Even in a Pandemic, students’ Big Ideas Keep Coming
Normally when Arlington ISD and the Greater Arlington Chamber of Commerce hold their annual What’s Your Big Idea? contest, hundreds of winners and their families pack UT Arlington’s College Park Center to celebrate the deserving students. This year, they still went to UTA, but they never got out of their cars. They drove down the street in decorated cars honking horns and smiling from car windows. What didn’t change: the number of medals handed out to students in grades three through eight for their ingenuity and creativity of products they could sell or businesses they could actually create.
Of the 2,500 essay or art entries, 722 students received finalist honors and 34 captured grand prizes for landing in the top three spots among their grades. Staffers and volunteers from Arlington ISD and the Chamber of Commerce lined the street in front of College Park where vehicles paraded down the street and made pit stops to pick up their awards and receive well-deserved shout outs.
The top winners drove away with not only medals for their efforts but goodie bags that included an iPad, tickets to Six Flags Over Texas and a Texas Rangers baseball game, gift cards to Arlington Highlands eateries, baseball caps, and even Texas Rangers bobbleheads.
COVID might have shifted the celebration outdoors and winners had to remain in their cars, but Chamber of Commerce President Michael Jacobson said the overall objective of the contest was not lost.
“The future of our community is brightest when we unleash the innovation and creativity that exist in the minds of the next generation of entrepreneurs, our students,” Jacobson said. “The ‘What’s Your Big Idea?’ contest integrates entrepreneurship directly into the classroom as the country’s largest curriculum-based entrepreneurship contest.
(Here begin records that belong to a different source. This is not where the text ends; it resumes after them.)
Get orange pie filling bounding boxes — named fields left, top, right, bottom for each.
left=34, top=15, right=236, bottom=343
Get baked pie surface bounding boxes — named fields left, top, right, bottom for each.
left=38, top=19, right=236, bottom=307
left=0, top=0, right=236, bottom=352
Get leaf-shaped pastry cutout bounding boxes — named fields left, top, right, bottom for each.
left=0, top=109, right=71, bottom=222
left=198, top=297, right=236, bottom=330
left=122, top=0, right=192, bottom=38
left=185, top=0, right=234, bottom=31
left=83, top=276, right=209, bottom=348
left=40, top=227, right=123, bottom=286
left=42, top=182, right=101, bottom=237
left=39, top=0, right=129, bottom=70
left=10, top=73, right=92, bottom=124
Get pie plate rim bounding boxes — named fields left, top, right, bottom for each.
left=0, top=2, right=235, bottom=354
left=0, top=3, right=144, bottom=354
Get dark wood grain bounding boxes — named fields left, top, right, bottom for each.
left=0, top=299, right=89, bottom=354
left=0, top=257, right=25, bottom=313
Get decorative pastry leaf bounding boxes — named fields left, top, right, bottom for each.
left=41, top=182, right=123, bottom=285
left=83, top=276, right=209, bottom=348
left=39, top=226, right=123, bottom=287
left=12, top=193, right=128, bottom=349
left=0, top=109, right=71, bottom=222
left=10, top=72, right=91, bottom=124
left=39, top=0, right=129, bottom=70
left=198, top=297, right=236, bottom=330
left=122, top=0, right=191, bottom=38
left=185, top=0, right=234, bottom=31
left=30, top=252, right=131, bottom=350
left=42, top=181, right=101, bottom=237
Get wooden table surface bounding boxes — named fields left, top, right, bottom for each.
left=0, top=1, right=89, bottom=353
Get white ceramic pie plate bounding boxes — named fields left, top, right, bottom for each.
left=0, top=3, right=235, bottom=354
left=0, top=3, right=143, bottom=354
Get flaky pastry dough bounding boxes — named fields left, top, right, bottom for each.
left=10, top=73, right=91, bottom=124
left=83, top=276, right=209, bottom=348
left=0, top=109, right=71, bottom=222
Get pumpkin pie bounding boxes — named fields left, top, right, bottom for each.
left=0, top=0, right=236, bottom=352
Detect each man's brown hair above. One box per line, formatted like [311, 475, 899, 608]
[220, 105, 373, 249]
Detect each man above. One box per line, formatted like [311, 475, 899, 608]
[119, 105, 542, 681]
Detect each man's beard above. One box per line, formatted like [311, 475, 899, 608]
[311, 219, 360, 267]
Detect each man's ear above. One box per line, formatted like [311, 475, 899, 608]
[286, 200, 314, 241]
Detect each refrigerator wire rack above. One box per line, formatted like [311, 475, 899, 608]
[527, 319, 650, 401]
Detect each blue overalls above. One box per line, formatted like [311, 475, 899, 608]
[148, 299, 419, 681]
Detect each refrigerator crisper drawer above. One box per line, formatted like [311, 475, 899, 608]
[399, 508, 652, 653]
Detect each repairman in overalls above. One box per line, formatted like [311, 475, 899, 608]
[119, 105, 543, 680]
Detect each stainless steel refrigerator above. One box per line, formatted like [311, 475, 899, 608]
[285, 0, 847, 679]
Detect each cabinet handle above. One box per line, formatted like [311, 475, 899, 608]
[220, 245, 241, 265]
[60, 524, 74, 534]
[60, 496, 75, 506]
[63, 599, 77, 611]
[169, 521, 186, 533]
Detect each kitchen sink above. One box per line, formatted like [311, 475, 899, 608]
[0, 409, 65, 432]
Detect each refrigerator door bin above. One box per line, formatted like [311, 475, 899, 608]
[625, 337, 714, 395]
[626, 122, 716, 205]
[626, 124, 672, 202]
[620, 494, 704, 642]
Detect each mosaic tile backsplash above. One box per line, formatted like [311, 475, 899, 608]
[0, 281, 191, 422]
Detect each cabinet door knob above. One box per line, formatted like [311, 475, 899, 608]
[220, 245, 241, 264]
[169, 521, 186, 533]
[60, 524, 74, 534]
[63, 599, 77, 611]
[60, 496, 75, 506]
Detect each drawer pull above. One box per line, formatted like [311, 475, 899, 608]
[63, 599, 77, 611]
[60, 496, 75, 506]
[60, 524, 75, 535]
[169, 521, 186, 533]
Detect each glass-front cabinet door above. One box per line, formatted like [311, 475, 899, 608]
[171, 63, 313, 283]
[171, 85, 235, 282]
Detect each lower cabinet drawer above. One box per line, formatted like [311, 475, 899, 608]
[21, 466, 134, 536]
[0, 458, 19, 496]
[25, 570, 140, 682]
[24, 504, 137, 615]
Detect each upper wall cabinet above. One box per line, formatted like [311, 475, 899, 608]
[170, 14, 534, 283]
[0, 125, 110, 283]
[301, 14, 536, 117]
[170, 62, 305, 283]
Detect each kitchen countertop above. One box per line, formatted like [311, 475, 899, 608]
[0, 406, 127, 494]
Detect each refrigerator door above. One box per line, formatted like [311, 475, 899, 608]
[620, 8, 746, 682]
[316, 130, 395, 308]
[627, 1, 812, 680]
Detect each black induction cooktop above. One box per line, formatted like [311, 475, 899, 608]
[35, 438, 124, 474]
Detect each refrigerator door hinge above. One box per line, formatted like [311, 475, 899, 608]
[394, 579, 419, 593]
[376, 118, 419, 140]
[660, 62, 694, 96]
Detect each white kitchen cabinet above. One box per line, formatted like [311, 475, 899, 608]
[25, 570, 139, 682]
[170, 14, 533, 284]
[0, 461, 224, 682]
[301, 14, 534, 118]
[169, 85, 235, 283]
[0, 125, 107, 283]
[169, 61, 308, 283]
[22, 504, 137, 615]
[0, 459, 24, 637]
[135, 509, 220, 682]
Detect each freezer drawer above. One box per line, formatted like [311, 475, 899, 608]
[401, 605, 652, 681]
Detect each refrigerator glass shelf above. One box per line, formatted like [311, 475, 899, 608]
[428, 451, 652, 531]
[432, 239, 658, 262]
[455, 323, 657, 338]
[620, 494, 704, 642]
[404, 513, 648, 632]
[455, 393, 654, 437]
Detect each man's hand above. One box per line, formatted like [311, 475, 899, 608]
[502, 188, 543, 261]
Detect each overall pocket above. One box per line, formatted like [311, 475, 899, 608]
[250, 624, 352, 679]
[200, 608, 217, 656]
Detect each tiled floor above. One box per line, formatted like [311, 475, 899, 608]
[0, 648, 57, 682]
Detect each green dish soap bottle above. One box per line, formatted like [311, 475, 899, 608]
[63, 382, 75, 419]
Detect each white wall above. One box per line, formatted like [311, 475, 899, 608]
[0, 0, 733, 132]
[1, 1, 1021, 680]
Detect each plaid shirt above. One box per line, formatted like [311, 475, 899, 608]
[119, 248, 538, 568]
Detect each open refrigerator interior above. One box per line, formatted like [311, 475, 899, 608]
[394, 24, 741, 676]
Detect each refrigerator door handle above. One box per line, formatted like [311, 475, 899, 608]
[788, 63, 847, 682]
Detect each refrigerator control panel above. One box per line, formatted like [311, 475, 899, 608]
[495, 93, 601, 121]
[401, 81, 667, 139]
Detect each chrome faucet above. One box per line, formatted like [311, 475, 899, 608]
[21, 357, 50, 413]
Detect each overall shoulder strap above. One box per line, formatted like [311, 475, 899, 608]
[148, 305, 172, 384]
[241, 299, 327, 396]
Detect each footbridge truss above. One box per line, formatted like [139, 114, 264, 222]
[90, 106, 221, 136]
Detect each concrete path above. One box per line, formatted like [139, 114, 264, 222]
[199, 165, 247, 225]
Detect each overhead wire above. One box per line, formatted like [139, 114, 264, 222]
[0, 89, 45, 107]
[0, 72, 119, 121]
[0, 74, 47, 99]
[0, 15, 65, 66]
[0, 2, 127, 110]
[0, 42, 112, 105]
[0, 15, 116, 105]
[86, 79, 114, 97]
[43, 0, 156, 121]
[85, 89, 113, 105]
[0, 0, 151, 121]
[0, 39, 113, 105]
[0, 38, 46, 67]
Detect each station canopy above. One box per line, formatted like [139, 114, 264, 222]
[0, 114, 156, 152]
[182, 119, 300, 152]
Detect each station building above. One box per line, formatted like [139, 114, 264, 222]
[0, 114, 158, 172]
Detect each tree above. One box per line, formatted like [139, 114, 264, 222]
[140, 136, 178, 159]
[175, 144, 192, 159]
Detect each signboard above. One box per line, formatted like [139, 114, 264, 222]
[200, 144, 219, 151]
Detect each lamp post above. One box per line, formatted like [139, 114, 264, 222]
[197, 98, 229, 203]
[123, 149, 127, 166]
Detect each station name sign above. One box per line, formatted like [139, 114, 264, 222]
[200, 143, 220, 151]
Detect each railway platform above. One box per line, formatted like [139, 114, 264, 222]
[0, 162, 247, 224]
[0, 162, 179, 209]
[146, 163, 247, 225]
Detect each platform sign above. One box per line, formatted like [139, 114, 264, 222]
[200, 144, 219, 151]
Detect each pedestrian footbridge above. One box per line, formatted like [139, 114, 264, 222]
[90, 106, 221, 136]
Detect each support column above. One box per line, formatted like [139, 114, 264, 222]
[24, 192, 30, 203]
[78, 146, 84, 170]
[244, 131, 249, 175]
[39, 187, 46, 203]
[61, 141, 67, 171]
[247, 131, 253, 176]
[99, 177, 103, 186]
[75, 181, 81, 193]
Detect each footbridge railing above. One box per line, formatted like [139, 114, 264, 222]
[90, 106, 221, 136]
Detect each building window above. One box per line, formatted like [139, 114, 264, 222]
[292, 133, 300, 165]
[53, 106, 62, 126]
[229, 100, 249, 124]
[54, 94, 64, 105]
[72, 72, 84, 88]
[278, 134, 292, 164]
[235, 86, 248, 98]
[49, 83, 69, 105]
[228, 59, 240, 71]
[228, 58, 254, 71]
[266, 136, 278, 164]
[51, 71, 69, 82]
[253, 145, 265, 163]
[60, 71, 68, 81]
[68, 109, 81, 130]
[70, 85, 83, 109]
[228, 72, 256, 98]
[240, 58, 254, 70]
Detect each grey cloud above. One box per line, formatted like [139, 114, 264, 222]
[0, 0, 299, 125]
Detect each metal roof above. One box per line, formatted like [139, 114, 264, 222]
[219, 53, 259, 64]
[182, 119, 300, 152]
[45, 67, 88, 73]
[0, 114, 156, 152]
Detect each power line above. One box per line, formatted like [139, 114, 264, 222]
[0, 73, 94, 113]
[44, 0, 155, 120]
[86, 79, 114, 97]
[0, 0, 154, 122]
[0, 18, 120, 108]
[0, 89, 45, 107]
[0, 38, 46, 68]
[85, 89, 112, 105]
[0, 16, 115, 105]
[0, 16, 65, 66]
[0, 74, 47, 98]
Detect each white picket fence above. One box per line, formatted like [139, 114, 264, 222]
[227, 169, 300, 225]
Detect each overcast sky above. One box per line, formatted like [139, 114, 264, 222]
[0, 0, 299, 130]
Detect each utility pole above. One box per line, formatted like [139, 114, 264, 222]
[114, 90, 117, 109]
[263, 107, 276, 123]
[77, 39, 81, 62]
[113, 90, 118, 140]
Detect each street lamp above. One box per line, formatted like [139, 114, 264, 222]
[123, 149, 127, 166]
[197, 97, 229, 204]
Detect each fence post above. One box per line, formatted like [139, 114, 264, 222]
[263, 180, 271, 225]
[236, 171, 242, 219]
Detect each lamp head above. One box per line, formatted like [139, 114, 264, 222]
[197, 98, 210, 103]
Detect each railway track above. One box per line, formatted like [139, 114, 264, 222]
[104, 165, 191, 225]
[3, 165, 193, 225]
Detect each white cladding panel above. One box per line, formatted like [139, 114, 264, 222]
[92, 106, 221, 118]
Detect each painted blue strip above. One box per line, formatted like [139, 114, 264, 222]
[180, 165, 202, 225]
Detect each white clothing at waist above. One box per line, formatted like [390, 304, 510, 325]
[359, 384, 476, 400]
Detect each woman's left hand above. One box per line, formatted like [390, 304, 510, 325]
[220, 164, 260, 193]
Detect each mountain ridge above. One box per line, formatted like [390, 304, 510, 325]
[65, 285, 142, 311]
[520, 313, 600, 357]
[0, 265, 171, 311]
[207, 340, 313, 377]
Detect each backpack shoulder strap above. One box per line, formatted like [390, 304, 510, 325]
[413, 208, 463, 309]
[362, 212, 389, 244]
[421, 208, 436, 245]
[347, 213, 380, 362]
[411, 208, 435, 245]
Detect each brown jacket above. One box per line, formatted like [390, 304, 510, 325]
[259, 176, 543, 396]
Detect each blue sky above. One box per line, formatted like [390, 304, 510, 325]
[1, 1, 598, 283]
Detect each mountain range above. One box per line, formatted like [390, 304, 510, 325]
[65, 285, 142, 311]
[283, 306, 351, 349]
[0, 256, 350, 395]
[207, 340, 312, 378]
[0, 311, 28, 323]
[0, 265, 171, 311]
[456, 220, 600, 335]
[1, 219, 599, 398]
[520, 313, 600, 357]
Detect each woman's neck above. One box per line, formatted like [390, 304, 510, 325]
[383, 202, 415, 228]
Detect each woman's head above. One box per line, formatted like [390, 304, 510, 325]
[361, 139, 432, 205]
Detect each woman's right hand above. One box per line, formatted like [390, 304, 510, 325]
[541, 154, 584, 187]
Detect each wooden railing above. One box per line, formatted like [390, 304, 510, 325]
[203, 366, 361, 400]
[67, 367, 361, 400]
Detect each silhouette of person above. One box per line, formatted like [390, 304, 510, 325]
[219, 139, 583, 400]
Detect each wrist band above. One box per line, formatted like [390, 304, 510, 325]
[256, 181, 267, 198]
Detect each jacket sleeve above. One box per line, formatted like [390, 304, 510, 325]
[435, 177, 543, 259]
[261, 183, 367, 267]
With more than 24,000 ideas submitted over the past 15 years, we’re engaging students at a young age to believe in their big ideas and help bring them to life.”
Essays were judged by the Chamber and the Chamber’s Partners in Education Advisory Council on the basis of grade-appropriate focus and coherence, organization, development of ideas, voice and conventions such as grammar, spelling and punctuation. Art is judged on basic principles of art and advertisement effectiveness.
“We had a lot of logistical challenges but were able to overcome them because people worked really hard to make that happen,” said Scott Parsinen, a Chamber volunteer. “Everything sent in was online so we did a lot of sitting and looking at screens. But it was worth it. The ideas were great. They weren’t lacking because of the pandemic, that’s for sure.”
One idea from a student winner from Bryant Elementary was a “Bully Bot,” a robot device that snaps to a backpack. It records conversations during bullying scenarios. Another idea, also from a Bryant student, was an app that won’t allow you to log into your Chromebook until you’ve answered questions about what you learned that day.
“It was called the Doublecheck App,” said the student’s third-grade teacher, Tippi Ellis. “Also, if you didn’t pass your doublecheck it would send you to a tutoring link. How clever is that?”
Ellis and her fellow third-grade teacher at Bryant, Allie Schulman, were part of the welcoming committee who lined the sidewalk shouting out encouragement to students who normally would have strolled across the big stage inside a 7,000-seat arena. The teachers held up signs that read, “Way to Go” and “Bryant Entrepreneurs.”
Butler principal Jennifer Bohannon was also there to congratulate her students, many of whom walked away (or drove away) with medals.
“It is a traditional thing at Butler, something we try to promote with the kids by just generating what ideas are in your head?” she said of the contest. “Put those on paper or draw them. We love it because this contest allows for all these different avenues, whether writing or drawing. I think they just have a lot of fun because it’s an experience where they are allowed to think completely out of the box.”
Board of Trustees member Polly Walton was one of the sidewalk cheerleaders, welcoming the students as they arrived.
“This is so important,” she said. “These kids get a chance to think about things. Get creative. Really come up with good ideas that can help people.”
That’s the most fun for the students, Butler’s Bohannon said.
“We tell them the world is your oyster,” she said. “Whatever is in your head, make it come to life. Because the thing is, they think because they are little, their ideas won’t be that impactful. So we have to tell them from the start that they can make a difference. It’s just really cool to see them take that and run with it.”